Non-political people began to question “the experts” in larger numbers. Whereas previously the ‘far-right’ constituted maybe 0.1 per cent of the population, this was quickly expanded to five, 10, 20, even 30 per cent in some jurisdictions, who suddenly found themselves labelled as far-right, to their initial bewilderment.

Didn’t like lockdowns, sceptical of big pharma and big business, horrified by the degradation of public schooling, don’t think there’s a climate emergency, feel like throwing up when you see a pride flag, not a fan of mass migration and think maybe things used to be spiritually and materially better in the past? Does only a single item in that list speak to you? Far-right!

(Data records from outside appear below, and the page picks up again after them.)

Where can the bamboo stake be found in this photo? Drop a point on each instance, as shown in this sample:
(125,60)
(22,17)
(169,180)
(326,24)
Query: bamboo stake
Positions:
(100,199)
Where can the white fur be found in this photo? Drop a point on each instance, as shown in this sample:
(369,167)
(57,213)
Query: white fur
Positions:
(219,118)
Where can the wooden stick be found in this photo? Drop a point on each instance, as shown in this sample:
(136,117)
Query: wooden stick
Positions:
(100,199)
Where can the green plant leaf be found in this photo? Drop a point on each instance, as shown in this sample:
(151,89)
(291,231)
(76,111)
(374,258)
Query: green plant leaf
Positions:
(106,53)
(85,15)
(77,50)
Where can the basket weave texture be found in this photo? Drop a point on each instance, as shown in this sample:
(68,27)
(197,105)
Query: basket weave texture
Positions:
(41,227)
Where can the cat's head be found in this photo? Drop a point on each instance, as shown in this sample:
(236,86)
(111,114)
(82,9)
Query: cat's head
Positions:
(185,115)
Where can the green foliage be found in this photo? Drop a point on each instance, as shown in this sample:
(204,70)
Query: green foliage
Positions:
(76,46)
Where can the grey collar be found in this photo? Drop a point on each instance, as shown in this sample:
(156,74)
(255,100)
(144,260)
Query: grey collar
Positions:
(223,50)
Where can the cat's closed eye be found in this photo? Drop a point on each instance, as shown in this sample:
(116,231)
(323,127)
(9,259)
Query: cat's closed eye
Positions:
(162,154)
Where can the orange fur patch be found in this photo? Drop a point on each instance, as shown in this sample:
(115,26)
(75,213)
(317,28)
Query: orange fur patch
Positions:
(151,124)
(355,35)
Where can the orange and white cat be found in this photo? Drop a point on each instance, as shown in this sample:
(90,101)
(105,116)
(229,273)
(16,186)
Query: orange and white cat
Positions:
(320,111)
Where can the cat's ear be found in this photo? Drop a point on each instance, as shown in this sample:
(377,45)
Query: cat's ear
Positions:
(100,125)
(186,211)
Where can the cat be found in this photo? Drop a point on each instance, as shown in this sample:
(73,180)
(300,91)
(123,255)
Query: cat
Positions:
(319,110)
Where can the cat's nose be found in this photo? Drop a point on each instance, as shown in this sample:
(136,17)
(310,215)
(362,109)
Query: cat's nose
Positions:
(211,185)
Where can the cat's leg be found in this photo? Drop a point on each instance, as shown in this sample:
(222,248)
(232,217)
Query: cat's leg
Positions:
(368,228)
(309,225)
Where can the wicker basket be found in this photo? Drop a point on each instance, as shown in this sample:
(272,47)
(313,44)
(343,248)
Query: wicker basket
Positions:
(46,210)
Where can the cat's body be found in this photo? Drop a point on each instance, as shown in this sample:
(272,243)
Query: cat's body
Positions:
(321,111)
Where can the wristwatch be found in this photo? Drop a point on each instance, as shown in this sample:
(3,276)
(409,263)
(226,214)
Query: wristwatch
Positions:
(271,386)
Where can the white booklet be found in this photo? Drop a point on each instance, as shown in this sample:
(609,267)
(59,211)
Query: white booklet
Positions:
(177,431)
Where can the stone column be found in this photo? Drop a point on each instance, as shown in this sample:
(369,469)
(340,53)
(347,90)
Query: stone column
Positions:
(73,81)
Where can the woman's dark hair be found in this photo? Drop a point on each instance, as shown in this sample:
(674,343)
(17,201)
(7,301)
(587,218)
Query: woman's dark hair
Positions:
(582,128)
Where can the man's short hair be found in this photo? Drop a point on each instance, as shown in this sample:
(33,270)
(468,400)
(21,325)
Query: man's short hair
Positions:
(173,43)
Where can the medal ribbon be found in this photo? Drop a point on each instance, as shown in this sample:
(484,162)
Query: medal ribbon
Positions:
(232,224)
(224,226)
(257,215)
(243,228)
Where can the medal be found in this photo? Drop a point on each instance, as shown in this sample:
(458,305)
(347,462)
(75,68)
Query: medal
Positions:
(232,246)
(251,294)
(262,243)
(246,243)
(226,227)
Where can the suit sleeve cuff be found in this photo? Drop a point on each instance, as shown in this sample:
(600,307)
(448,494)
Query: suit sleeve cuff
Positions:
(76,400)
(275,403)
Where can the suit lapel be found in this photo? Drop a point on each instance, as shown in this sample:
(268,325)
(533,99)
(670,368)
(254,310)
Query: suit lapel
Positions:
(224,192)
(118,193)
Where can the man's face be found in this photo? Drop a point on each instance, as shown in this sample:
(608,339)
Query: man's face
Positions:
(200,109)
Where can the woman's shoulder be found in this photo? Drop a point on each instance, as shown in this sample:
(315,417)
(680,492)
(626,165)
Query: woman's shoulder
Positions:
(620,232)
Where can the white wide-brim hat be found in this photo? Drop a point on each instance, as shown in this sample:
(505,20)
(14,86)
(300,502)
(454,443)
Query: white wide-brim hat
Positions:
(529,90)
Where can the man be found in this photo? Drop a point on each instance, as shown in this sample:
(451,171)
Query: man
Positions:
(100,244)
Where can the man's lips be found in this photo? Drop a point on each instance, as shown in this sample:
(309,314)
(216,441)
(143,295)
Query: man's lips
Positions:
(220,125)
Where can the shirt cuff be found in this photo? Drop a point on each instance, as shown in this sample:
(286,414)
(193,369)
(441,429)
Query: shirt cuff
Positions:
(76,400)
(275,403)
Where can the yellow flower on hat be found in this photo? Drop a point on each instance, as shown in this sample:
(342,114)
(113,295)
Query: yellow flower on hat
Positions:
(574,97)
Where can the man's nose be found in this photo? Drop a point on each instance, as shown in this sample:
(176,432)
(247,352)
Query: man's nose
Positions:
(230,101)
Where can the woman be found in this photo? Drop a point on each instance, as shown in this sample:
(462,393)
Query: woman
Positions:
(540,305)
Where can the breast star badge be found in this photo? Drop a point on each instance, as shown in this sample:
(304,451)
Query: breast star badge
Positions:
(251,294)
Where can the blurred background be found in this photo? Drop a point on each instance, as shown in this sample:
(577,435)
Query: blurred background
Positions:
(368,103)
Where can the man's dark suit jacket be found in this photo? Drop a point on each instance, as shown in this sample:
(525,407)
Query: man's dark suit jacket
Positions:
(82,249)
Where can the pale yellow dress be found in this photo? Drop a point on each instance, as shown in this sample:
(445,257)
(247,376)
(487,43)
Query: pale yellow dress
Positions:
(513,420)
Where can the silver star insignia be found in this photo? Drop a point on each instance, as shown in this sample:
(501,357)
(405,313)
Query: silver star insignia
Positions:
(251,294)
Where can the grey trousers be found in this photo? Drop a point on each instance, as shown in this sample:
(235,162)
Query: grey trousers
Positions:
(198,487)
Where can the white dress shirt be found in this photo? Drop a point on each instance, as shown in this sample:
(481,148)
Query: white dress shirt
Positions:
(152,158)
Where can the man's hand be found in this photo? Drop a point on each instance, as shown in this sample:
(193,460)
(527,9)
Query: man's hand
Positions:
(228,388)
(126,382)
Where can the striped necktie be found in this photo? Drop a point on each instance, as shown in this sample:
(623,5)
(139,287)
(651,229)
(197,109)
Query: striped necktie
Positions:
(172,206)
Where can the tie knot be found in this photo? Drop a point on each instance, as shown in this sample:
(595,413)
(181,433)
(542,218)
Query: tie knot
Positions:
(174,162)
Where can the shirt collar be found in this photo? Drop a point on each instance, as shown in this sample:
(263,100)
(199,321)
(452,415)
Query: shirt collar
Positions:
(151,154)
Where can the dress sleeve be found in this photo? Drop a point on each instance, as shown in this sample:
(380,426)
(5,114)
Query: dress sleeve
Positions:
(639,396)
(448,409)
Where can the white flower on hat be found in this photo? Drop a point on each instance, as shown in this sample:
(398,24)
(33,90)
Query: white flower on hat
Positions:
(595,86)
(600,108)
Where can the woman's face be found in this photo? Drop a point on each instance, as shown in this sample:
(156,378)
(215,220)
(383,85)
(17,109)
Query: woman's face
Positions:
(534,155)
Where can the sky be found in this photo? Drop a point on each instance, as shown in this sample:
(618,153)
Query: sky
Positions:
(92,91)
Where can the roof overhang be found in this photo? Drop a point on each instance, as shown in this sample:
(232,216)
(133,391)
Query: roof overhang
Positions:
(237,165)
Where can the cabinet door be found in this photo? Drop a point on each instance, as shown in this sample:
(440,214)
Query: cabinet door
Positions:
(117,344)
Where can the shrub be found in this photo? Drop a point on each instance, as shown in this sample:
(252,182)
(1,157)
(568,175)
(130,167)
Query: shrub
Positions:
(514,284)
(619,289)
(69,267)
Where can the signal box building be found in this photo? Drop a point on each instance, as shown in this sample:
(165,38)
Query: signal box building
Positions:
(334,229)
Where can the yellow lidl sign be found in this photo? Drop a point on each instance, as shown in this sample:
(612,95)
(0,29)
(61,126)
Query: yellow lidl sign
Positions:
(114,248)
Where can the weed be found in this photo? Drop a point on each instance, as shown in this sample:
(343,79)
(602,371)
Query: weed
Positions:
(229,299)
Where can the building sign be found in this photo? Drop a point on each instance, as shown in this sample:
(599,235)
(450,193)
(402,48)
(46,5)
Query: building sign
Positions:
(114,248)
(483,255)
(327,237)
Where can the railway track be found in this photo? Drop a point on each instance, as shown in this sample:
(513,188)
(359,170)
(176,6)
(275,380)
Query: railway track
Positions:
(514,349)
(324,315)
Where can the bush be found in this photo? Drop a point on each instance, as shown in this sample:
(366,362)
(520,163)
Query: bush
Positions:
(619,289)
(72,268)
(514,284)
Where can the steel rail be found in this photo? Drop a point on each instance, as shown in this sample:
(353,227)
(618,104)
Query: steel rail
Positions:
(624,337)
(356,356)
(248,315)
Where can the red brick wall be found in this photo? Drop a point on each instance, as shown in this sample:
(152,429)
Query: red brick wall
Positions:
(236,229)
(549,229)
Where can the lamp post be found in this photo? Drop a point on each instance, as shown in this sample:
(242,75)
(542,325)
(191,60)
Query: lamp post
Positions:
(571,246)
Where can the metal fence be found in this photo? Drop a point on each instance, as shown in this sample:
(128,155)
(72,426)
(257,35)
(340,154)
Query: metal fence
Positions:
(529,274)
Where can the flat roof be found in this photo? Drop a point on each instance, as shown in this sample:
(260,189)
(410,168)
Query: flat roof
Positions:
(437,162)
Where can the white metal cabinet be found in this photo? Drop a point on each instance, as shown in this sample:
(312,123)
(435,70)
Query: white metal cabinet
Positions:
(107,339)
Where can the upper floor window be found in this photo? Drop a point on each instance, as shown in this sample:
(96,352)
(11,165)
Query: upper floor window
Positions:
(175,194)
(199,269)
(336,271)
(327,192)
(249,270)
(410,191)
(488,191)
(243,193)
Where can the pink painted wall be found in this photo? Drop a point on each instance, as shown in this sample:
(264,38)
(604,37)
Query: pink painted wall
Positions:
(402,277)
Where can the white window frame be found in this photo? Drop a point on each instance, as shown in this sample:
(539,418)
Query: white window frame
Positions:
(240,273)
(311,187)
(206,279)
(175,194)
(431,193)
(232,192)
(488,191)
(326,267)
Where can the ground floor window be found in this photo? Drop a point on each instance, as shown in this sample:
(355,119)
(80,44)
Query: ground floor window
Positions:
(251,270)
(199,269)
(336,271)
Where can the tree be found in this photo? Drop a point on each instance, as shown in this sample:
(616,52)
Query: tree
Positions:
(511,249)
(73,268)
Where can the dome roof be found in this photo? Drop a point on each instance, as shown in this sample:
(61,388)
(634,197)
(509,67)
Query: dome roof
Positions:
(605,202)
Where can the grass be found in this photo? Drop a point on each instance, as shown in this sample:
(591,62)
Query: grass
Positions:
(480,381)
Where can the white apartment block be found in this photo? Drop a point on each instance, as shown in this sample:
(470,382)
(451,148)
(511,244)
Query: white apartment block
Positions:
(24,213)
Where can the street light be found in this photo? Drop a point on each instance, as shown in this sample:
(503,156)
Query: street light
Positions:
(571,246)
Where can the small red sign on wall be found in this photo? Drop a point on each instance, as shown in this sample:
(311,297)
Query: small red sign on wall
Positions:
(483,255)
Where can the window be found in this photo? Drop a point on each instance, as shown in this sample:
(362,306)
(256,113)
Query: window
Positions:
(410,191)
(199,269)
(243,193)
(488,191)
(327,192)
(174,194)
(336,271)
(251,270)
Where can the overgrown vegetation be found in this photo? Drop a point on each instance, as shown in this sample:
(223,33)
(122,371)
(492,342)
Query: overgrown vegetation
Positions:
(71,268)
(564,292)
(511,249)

As much as we like to think labels don’t affect us, they do: they shape perceptions, friendships, what news we pay attention to, and so on. The far-right, however, is not some coherent political coalition and its existence is only real insofar as the left have defined it: ‘the opposition to and reaction against the natural end of progressivism’.

This is why the expression of (so called) far-right politics is vastly different and even contradictory between jurisdictions, since it simply reflects ideas moulded to the expectations of a particular people in a particular place at a particular time.

Where this is useful is in its normalisation. If milquetoast conservatives get into government as ‘far-right’ and govern in a way with no perceptible difference to the liberal consensus, as often happens by way of regime containment, then it normalises the idea of far-right government. This is a good thing because it makes it easier to win; as others have observed: a win is anything that makes the next win easier.

Everywhere, even where still in power around the world, you get the feeling the left are demoralised. They achieved complete victory, implemented their goals and then everything started to crumble under the weight of inherent insanity and immorality. The next generation was supposed to be all-in on diversity, inclusion and the global Green New Deal. Instead the youth who agree with them are nihilistic, suicidal and depressed (imagine my shock) and the ones who disagree now actively seek the destruction of the progressive dream. The dissenters don’t need to be the majority; they only need to care more. The future belongs to those who show up.

Your history is far-right. Your grandfather’s politics? Far-right. Rob Muldoon? Far-right. General Freyberg? Far-right. Richard Seddon? Far-right. Sir George Grey? Far-right. Rev. Henry Williams? Far-right. Captain James Cook? Far-right. King Alfred, Charlemagne, Augustine, Caesar, Aristotle, the Apostle Paul…You guessed it: far-right.

The architecture, the music, the art, the achievements of your people? Far-right.

Everything that everyone believed and did until two generations ago? Far-right.

What is not far-right is the systematic destruction of your nation and identity. There is now no room for the left to back down. The endgame of progress has been reached.

If mothers growing their own food are far-right, the pro-life church lady is far-right, the radical feminist who isn’t keen on transvestites is far-right, the liberal who gets fired for not using progressive speech codes at his corporate job is far-right, then no one is going to bat an eye at the real far-right – whoever they may be and wherever they may lurk. When the progressive says, ‘But he’s far-right!’ about someone with genuinely great reactionary political aims and the means to achieve them, no one will recoil in horror.

Instead they will think, ‘Ah, so he is just like me’.

The funeral pyre of progress has been constructed by the hands of its faithful devotees and awaits only the match that will set it ablaze.